Yes, it’s only one loss.
Yes, they still have 27 games left and are within smelling distance of the eighth seed in the Western Conference.
But Friday night may have been enough that the Blackhawks cannot come back.
This is being written more than 10 hours after the Stars scored on all three shootout opportunities to ruin Marty Turco’s return to Dallas, so emotions have been sufficiently slept on.
Last night still hurts.
When the Blackhawks brought only nine forwards out of the dressing room to begin the third period, the going was officially getting tough.
The team has been subjected to a bag skate after an ugly effort a few nights before, were skating for their playoff lives, and were now down three forwards against a first place team. They tried as hard as they could to make a push, and the final eight minutes of regulation and overtime were some of the most dramatic, playoff-intense hockey we’ve seen all year. But the depleted Hawks just didn’t have it.
What becomes a bigger issue now is the status of Fernando Pisani, Ryan Johnson and Viktor Stalberg moving forward.
Pisani received a violent hit that, if it were into full boards, might not have been as bad. But because he was hit into the bench area, there was nothing to catch his torso. He might be listed as day-to-day, but a return from Pisani any time soon would be surprising.

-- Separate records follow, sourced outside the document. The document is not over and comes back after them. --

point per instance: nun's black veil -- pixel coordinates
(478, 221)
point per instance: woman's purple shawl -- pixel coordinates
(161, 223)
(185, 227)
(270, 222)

Johnson and Stalberg simply disappeared. Stalberg left the bench after only one shift in the second period, and Johnson finished a double shift at the end of the second period after getting his lid knocked off.

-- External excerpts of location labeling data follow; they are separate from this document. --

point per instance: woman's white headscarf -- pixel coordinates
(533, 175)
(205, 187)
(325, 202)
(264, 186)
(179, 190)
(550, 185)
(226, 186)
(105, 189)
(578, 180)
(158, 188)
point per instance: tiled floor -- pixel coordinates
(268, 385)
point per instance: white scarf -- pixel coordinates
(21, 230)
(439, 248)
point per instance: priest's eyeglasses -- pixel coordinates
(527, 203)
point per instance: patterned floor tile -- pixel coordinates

Oh, and Marian Hossa’s got the flu. And John Scott’s been sick for a couple weeks, and could barely handle practice.
So the Blackhawks have a full NHL roster with 23 players, and could now have five missing forwards.
To make matters worse, they can’t afford to add much, either.
The Blackhawks made a bold statement when they added Michael Frolik, which improved the team’s talent up front but also sucked up some of the little remaining cap space GM Stan Bowman had to work with; now that he’s told the entire free world that he’s in the market for a defenseman, his options have become limited because of the minimal amount of salary he can afford to add.
While the Frolik trade wasn’t a panic move, anything done at this point is absolutely a result of the developing crisis that is the Chicago Blackhawks.
Reality now is that, even if the answer was in Rockford, the Blackhawks couldn’t bring that player up. They have no roster space. They have no cap space. Even if the Hawks placed someone on IR, they would be rolling the dice by sucking up more NHL salary by adding a player that might not impact the team enough to justify the financial implications.
The point is, last night left the Blackhawks badly hurting both physically and financially.